Polarizabilty: the ability to distort electron cloud how easy it is
I will discuss what affects this at the end
First!
Let’s establish electrons don’t adhere to perfection, a spherical shape or perfect distribution,
From Wikipedia:
In atoms with multiple electrons, the energy of an electron depends not only on the intrinsic properties of
its orbital, but also on its interactions with the other electrons. These interactions depend on the detail of
its spatial probability distribution, and so the energy levels of orbitals depend not only on n but also on .
So electrons movement is influenced by multiple factors.

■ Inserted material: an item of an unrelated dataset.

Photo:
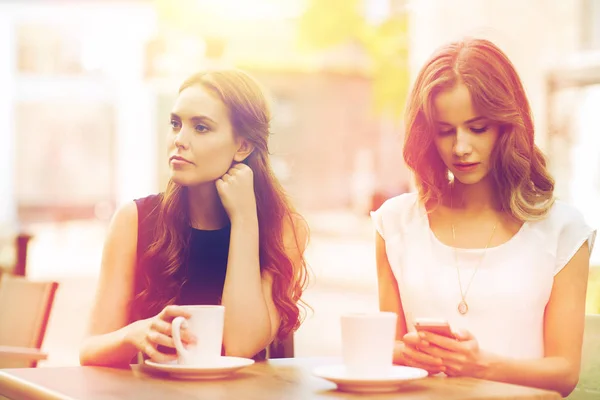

So why do these atoms that have a full valence shell and are nonpolar in nature have attractive forces
and electrostatic interactions?
Well on average these full valence shells have a spherical electron distribution but remember this is an
average, electrons aren’t moving in a perfectly spherical path as we know from our previous
understanding in other chemistry courses. These electrons are consistently in motion and it is possible
for the concentration of electrons or electron density to be on one side of the atom, the attractive
forces between non polar molecules comes from this momentary or transient dipole. On one end of the
atom there is a concentration of electrons (weak force and momentary but it is still there) the
concentration of electrons on the one side of the atom at this particular moment repels the electrons of
a neighboring atom and attracts the positively charge nucleus towards the negative end of the first atom
which has that transient dipole. But now to deal with our second atom, as the nucleus of atom 2 is draw
towards the area of atom 1 that has a higher electron density, the electrons of atom 2 are repelled to
the other end of atom 2 and again we have a transient dipole! Now this effect propagates through the
entire liquid or solid! Crazy right! Well now let’s address some important factors that affect the extent of
these attractive forces from the presence of transient dipoles!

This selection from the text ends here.